Inglorious Basterds
starring Brad Pitt, Christoph Waltz, Melanie Laurent, Diane Kruger, Michael Fassbender, Daniel Brühl, Sylvester Groth and the voice of Samuel Jackson
written and directed by Quentin Tarantino
Rating: ♦♦♦♦◊
It’s a good movie, but a bit too long. I suppose it is too long because Quentin Tarantino tried to incorporate too many cinematic tricks - showing off his encyclopedic film knowledge like he is wont to do, and indulging in film arcana strictly for his own pleasure. I thought Tarantino was over-reaching himself a bit, especially late in the movie when the voice of Samuel Jackson came on to narrate one segment. It’s a funny movie - funny ha ha as well as funny strange with sporadic scenes of Harold Pinter-esque absurdist dialogue - and gratuitously violent, which we always expect in a Tarantino film. You can call it more than one movie. It’s a war movie. But it’s also kind of comedic. It is certainly not historical since it ends with a fantasy ending to WWII. With all the hype about Inglorious Basterds (a play on the English title of the 1978 Italian war movie The Inglorious Bastards) that accompanied it in the 2009 Academy Awards season I am sure many of you might be familiar with the story.

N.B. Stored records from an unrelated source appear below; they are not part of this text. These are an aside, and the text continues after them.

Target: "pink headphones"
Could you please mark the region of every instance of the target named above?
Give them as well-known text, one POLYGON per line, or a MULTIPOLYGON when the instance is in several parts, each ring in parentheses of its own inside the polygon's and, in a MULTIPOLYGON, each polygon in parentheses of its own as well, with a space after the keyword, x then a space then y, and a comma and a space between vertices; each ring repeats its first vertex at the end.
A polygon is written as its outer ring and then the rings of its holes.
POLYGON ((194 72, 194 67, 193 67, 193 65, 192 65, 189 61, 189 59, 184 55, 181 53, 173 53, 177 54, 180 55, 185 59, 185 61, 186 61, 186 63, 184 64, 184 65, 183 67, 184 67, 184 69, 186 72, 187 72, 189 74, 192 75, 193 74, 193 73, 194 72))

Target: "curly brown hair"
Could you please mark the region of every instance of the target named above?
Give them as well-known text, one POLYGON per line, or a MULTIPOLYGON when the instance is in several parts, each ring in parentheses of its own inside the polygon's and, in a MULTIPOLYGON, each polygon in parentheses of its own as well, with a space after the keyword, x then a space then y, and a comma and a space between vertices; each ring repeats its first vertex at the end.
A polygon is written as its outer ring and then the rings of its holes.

Brad Pitt plays Lieutenant Aldo Raine who leads a commando team of American Jewish soldiers in German-occupied Francewith one objective: to capture torture, kill and scalp Nazis and spread terror. Along the way he mixes with one weird character after another.
Christoph Waltz’s performance as Col. Hans Landa is brilliant and is the cornerstone of the whole movie. Watching him, listening to him, and anticipating what his character is about to do are consistently tension-filled moments. In comparison, Lt. Raine was just annoying.